Restricted Boltzmann Machines With Gaussian Visible Units Guided by Pairwise Constraints

IEEE Trans Cybern. 2019 Dec;49(12):4321-4334. doi: 10.1109/TCYB.2018.2863601. Epub 2018 Aug 23.

Abstract

Restricted Boltzmann machines (RBMs) and their variants are usually trained by contrastive divergence (CD) learning, but the training procedure is an unsupervised learning approach, without any guidances of the background knowledge. To enhance the expression ability of traditional RBMs, in this paper, we propose pairwise constraints (PCs) RBM with Gaussian visible units (pcGRBM) model, in which the learning procedure is guided by PCs and the process of encoding is conducted under these guidances. The PCs are encoded in hidden layer features of pcGRBM. Then, some pairwise hidden features of pcGRBM flock together and another part of them are separated by the guidances. In order to deal with real-valued data, the binary visible units are replaced by linear units with Gaussian noise in the pcGRBM model.
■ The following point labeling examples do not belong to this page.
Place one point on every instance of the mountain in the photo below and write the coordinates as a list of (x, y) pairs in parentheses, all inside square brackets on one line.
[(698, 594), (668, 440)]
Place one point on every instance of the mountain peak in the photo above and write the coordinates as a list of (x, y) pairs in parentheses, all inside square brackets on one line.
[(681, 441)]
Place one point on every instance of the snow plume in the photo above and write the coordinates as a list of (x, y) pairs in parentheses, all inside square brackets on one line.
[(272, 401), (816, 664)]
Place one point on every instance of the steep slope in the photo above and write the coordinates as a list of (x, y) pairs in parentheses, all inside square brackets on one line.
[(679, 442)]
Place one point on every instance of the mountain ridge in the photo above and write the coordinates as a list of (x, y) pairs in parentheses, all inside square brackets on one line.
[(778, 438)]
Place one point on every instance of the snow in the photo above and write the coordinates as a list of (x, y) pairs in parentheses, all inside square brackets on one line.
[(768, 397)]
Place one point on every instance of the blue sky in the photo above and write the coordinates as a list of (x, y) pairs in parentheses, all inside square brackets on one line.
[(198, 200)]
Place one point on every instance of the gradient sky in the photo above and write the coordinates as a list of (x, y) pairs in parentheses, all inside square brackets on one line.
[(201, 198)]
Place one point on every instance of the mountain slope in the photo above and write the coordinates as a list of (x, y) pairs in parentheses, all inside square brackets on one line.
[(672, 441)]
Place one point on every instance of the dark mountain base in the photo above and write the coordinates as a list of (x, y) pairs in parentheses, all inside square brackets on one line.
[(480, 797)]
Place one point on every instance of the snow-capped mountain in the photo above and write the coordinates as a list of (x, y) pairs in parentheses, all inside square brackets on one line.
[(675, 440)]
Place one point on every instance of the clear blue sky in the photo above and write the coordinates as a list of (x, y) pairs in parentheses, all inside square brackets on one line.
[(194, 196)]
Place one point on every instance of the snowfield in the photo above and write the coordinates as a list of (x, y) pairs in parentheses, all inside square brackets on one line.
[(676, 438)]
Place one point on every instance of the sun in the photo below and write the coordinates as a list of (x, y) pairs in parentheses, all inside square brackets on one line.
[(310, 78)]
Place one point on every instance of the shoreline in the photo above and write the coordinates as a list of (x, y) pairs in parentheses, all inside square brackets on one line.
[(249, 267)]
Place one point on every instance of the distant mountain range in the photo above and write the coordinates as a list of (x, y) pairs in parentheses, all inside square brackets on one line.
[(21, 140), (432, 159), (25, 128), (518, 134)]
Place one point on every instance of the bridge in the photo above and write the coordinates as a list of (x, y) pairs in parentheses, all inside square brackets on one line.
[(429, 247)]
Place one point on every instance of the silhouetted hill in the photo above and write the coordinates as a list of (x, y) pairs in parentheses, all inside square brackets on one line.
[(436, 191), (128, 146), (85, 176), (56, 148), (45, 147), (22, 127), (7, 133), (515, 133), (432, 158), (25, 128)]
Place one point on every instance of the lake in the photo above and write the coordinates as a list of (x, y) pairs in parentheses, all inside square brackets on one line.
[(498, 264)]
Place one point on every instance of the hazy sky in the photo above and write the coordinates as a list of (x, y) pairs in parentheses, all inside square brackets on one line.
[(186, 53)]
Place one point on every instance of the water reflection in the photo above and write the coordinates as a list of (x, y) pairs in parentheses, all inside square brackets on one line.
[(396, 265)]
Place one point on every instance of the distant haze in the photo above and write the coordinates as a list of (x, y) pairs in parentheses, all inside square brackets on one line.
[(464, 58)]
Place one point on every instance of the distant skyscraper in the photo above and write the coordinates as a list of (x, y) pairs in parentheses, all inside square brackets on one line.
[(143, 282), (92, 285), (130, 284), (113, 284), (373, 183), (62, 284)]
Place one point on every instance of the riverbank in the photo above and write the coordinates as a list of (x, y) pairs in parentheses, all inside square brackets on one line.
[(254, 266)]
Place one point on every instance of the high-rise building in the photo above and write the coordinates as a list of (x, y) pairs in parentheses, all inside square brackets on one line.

In the learning process of pcGRBM, the PCs are iterated transitions between visible and hidden units during CD learning procedure. Then, the proposed model is inferred by approximative gradient descent method and the corresponding learning algorithm is designed. In order to compare the availability of pcGRBM and traditional RBMs with Gaussian visible units, the features of the pcGRBM and RBMs hidden layer are used as input "data" for K -means, spectral clustering (SP) and affinity propagation (AP) algorithms, respectively. We also use tenfold cross-validation strategy to train and test pcGRBM model to obtain more meaningful results with PCs which are derived from incremental sampling procedures. A thorough experimental evaluation is performed with 12 image datasets of Microsoft Research Asia Multimedia. The experimental results show that the clustering performance of K -means, SP, and AP algorithms based on pcGRBM model are significantly better than traditional RBMs. In addition, the pcGRBM model for clustering tasks shows better performance than some semi-supervised clustering algorithms.